Here is the basic process of growing Wood mushrooms, step-by-step:
- Get a medium yet deep level growing bed. Fill it with a 2 to 3 inches (5 to 7.5 cm) of nutrient-rich soil. Keep in it a safe and dark place like a basement away from animals or other intruders. Make sure to ventilate the growing area well, and keep it slightly humid to encourage better growth.
- Sterilize your chosen substrate (e.g compost, sawdust or wood shavings) in hot water first and drain.
- Pour the sterilized substrate over the soil to a depth of around 2 inches (5 cm) in thickness, and spread evenly. Pour and spread the fresh Wood mushroom spawn on top of the two layers.

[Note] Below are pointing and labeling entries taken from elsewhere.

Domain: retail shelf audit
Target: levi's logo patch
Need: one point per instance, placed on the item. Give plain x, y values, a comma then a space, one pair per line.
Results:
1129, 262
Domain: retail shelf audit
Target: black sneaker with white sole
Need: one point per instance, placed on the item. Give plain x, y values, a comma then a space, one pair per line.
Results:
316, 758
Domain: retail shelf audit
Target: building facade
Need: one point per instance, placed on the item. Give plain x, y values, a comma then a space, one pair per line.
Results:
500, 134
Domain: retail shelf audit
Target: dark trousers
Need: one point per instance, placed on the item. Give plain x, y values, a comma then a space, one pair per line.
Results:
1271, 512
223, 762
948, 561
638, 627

- Cover with a layer of plastic. Make small incisions with a knife or scissors to allow humidity to pass through.
- Spray the spawn using water spray 1-2 times a day (through the holes). Once you notice some signs of mushroom growth, reduce the frequency to 3-4 times a week.
- In most cases, some growth will occur in as little as 2 weeks. Full growth occurs in 1 to 1.5 months.
Wood mushrooms do not have any documented health/medicinal properties. This is due to the fact that there are no studies proving their medicinal value. However, as with all edible Agaricus species, they are considered to be good sources of protein and trace elements such as zinc, potassium, selenium and manganese, which are all highly antioxidant and anti-ageing nutrients that fight free radical damage and inflammation. They are also very low in calories and make excellent meal choices for those attempting to lose weight.
How To Cook Wood Mushrooms
Because of their slightly sweet and sharp anise smell and taste, Wood mushrooms are ideal for use in Asian dishes. You can also use them in popular dishes like pizzas, pasta, and salads. They are also great when grilled or stuffed and baked with a few other ingredients. If you have some big adult Wood mushrooms, here is a rich family and guest-friendly recipe that everyone will enjoy:-
Stuffed Wood mushrooms
- 6 large Wood mushrooms, gently wiped
- ⅓ cup Italian style breadcrumbs
- 2 slices of bacon, thinly chopped
- 1 tablespoon parsley
- 2 tablespoons parmesan cheese, grated
- Drizzle of olive oil
- Line a baking sheet with parchment paper. Then drizzle the mushrooms with the olive oil (turn them upside down to resemble a bowl shape). Season with salt and pepper.
- Pre-bake the mushrooms in your oven’s grill for 10-12 minutes.
- Combine the rest of the ingredients in a bowl and evently fill the mushrooms with the stuffing mixture.
- Place back in the oven and grill for another 8-10 minutes.
Keep in mind that even though Wood mushrooms are considered edible, they might cause some mild allergic reactions in individuals with stomach problems or other sensitivities. For this reason, it’s best to avoid consuming large amounts of more than 3 mushrooms at a time.